Bouchard saves seven match points but falls to Tig in Istanbul final

The Canadian very nearly won her first WTA title since 2014, but ultimately it was Patricia Maria Tig—the third-highest-ranked mom on tour after Serena Williams and Victoria Azarenka—who came away with her first WTA title.

Playing in her first WTA final since 2016, Eugenie Bouchard very nearly won her first WTA title since 2014 in Istanbul on Sunday night, fighting off seven match points before finally succumbing to Romanian mother-on-tour Patricia Maria Tig in a third set tiebreaker, 2-6, 6-1, 7-6 (4).

After cruising in the first set Bouchard’s game went awry, as she lost 10 of the next 12 games to drop the second set and fall behind 4-1 in the third. From there, things got very interesting—she saved three match points as Tig served for the match at 5-3, got the break back, and then fought off triple match point while serving to stay in the match at 5-6, 0-40, pushing it to a final set tiebreaker.

She saved a seventh match point down 6-3 in the breaker but it was eighth time lucky for Tig, who closed it out on the next point to win the first WTA title of her career after two hours and 29 minutes.

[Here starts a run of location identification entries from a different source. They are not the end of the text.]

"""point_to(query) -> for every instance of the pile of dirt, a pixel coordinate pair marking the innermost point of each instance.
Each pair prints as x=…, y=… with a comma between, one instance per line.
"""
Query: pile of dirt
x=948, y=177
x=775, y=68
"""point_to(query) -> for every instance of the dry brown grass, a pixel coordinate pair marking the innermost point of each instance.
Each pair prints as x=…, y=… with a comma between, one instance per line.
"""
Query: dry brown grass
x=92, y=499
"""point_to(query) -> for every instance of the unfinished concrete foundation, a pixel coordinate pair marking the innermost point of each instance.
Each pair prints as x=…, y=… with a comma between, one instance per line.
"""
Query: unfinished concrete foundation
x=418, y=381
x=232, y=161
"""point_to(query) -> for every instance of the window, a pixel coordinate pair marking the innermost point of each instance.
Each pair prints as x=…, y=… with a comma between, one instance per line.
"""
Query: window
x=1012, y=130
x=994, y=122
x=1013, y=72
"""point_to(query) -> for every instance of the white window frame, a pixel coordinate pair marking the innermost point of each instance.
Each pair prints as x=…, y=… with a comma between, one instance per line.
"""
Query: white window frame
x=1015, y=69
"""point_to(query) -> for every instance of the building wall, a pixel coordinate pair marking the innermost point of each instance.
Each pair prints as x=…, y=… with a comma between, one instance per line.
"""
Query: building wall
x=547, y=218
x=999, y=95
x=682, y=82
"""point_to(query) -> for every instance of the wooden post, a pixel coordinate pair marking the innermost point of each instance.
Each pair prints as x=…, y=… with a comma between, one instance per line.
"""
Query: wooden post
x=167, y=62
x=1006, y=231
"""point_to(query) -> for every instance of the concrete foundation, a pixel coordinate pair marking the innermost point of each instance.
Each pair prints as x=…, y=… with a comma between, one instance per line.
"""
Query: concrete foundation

“I want to thank my husband and my daughter, who are right there,” Tig said in her acceptance speech, fighting back tears. She had her daughter, Sofia, in November 2018. “I hope I’m not getting too emotional! Thank you for all of your support, and for always being there for me, no matter what.”

Tig is currently the third-highest-ranked mom on tour at No. 88, after No. 8 Serena Williams and No. 27 Victoria Azarenka. The Romanian is projected to rise into the Top 60 after her win in Turkey.

Bouchard, meanwhile, is projected to rise from her current ranking of No. 272 to inside the Top 200 when the new rankings are released. The Canadian has been as high as No. 5 in the world.

“I’d like to thank the tournament for giving me a wild card into the qualifying event,” she said at the trophy ceremony. “My ranking wasn’t even good enough to get into this tournament, so thanks to you I had a chance to play and get all the way to the final. This was a very memorable week in Istanbul.”

Bouchard took out the tournament's No. 1 seed, Svetlana Kuznetsova, en route to the final.


Getty Images

Tig wasn’t the only first-time tour-level champion Sunday, with Serbia’s Miomir Kecmanovic capturing his first ATP title in Kitzbuhel, Austria, beating Germany’s Yannick Hanfmann in the final, 6-4, 6-4.

The 21-year-old Kecmanovic, a former junior No. 1, nearly won his first ATP title on the grass of Antalya, Turkey last year, holding match point against Italian Lorenzo Sonego in the final, but fell just short.

He finished the job this time.

“Last year sucked when I couldn’t win the final,” Kecmanovic told ATPTour.com on Sunday. “I definitely have a lot more experience since then, and it means everything to be able to win a title.”

Currently at a career-high No. 47, Kecmanovic is projected to break the Top 40 on Monday.